Phage DNA data feeds into our growing UNI-phage data base, which we use to compare our phage DNA to others, using web-based bioinformatics tools. This helps us to characterize phage genes that might code for bacteria-binding-and-bursting enzymes. Our collaborations with Michael Thomas, Associate Prof. - Bioinformatician, Idaho State University, has resulted in a nearly complete DNA sequence for phage SBP8a that was characterized as adhering to B. anthracis spores.

Last, and most exciting, we have current collaborations with certified bio-containment labs (elsewhere). Students help test our candidate phages here at UNI (against safe strains) for spore-adherence and bacteria-killing ability, then send the best ones out for testing. Since the number of phages is nearly uncountable, the opportunities are great. Phage SBP8a did not prove effective against really high spore doses in mice models, but we are currently seeking funding to have similar tests carried out at lower, more meaningful spore doses.

Our 'Battlelle-Iowa State Board of Regents'-funded project saw the design and development of a spore detection prototype, which was tested successfully (under sub-contract, at BSL3, with Ames Strain spores). This device made use of quartz-crystal microbalance technology, coupled with our selected bacteriophages (as spore-binding affinity reagents). We are currently seeking funding to move the project into the next development stage, where we will improve phage selection and simplify/miniaturize the detector hardware.

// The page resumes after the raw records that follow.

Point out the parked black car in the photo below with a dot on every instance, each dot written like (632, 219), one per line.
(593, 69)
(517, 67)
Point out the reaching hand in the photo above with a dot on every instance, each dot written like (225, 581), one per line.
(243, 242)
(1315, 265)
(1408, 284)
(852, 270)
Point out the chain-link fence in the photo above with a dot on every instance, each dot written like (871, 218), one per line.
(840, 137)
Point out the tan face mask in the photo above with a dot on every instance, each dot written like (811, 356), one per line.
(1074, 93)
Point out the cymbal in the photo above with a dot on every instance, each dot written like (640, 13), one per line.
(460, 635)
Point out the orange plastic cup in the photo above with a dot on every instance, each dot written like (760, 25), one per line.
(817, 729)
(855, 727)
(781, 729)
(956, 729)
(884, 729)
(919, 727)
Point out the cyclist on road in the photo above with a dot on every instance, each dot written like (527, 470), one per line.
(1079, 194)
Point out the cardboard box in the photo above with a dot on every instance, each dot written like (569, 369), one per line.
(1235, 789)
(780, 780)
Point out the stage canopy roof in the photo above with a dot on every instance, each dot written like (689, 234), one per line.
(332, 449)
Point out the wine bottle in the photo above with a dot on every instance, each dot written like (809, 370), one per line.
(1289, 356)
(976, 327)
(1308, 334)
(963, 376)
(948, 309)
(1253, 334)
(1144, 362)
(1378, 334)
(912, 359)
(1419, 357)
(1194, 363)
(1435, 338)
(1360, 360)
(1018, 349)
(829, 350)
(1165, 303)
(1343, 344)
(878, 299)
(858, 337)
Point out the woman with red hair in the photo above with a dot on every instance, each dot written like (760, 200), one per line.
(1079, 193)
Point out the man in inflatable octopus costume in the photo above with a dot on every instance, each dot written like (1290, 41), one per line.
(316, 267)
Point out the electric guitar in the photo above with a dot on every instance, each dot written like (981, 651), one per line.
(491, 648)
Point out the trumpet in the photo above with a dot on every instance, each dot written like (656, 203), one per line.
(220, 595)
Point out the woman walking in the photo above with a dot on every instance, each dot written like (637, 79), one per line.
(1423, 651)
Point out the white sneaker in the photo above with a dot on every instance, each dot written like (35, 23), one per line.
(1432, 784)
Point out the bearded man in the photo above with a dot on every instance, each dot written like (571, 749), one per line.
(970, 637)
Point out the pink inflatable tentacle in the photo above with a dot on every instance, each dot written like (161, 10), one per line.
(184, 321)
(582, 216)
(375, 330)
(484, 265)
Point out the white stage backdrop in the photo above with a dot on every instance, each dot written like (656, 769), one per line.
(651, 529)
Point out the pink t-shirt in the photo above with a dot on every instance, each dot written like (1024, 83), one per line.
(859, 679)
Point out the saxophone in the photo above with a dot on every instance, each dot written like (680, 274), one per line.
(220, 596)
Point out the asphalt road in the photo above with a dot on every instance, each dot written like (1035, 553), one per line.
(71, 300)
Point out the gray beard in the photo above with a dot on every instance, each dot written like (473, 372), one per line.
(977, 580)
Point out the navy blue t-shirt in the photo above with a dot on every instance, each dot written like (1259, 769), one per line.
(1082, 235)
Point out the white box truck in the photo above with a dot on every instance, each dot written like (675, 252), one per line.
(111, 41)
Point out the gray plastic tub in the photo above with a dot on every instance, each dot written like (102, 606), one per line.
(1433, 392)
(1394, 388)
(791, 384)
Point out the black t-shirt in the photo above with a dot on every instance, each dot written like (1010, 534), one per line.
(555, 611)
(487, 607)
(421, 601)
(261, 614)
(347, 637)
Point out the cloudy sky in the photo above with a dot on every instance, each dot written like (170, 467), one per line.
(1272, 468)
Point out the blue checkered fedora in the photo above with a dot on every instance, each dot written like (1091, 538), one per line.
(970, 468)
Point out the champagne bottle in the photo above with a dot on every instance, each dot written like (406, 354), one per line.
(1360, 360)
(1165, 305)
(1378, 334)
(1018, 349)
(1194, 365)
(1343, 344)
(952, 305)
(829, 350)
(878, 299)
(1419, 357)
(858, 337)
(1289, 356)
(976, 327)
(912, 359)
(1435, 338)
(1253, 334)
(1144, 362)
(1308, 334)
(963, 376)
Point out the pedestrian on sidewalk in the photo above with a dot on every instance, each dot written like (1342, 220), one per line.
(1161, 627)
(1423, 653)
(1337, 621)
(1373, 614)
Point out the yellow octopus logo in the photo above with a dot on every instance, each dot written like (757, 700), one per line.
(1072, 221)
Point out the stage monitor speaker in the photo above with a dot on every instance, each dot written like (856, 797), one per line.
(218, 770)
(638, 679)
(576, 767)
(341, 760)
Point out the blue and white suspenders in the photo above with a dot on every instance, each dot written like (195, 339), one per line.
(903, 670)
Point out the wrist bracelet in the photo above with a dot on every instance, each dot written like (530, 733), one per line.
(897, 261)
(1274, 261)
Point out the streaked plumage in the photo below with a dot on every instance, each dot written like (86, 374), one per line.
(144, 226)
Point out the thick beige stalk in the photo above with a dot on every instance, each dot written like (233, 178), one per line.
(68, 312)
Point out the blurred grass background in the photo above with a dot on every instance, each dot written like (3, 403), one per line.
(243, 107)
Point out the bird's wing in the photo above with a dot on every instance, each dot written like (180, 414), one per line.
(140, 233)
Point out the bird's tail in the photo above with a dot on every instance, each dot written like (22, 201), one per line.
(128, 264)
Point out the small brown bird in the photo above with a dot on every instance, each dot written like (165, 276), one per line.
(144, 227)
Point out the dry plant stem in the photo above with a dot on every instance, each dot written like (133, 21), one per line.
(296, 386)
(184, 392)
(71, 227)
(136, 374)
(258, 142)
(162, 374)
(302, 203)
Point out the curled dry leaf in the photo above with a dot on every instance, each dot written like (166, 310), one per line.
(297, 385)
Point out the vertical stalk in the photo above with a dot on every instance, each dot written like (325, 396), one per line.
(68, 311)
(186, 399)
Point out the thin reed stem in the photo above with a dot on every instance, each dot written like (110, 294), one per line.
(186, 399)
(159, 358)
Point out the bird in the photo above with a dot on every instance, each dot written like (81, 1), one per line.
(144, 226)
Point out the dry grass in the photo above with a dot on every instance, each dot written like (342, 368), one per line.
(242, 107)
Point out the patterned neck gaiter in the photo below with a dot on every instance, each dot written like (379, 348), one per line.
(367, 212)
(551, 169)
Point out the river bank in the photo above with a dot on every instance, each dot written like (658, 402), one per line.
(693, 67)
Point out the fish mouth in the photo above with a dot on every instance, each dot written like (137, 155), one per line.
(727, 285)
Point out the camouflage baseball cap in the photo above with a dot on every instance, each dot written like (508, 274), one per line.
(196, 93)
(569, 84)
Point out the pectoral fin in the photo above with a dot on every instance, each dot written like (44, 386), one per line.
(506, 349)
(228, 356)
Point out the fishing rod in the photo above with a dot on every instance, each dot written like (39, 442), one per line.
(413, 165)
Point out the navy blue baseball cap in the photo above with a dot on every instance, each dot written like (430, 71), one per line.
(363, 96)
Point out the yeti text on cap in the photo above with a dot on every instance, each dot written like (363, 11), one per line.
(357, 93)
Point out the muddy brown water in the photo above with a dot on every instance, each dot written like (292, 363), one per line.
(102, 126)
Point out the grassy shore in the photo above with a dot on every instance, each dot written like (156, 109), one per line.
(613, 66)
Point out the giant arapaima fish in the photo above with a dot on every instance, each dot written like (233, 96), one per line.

We collaborate with the Molecular Biology, Environmental Microbiology, Plant Molecular Biology, Plant Anatomy and Immunology Labs in the Department of Biology and with the Computer Science Department. Collaborative projects might also include: grapevine bacterial or virus disease research, and plant disease research projects.

Publications: 
  • Xiaofeng Fu, Michael H. Walter, Angel Paredes, Marc C. Morais, Jun Liu. 2010. The mechanism of DNA ejection in the Bacillus anthracis spore-binding phage 8a revealed by cryo-electron tomography. Nature Structural and Molecular Biology. MS in Review
  • Walter, M. H., King, K. V. and R. Aldenderfer. Lack of in vivo bacteriophage efficacy against high doses of Bacillus anthracis spores. Applied & Environmental Microbiology (ms in review).
  • Walter, M. H. 2003. Efficacy and durability of Bacillus anthracis bacteriophages used against spores. Journal of Environmental Health 66(1):9-15.
  • Walter, M. H. and Dylan D. Baker. 2003. Three Bacillus anthracis bacteriophages from topsoil. Current Microbiology 47:55-58.
  • Patent: # 7,374,874, Issued May 20, 2008. Bacteriophages that Infect Bacillus Bacteria (ANTHRAX). The invention provides bacteriophages that infect Bacillus bacteria, including Bacillus anthracis, and compositions containing the bacteriophages. The invention also provides methods for using the bacteriophages of the invention to prevent and treat infection of an organism by Bacillus bacteria. Methods and materials to decontaminate a surface or an organism that is contaminated with Bacillus bacteria or Bacillus spores is also provided. Filed April 22, 2003.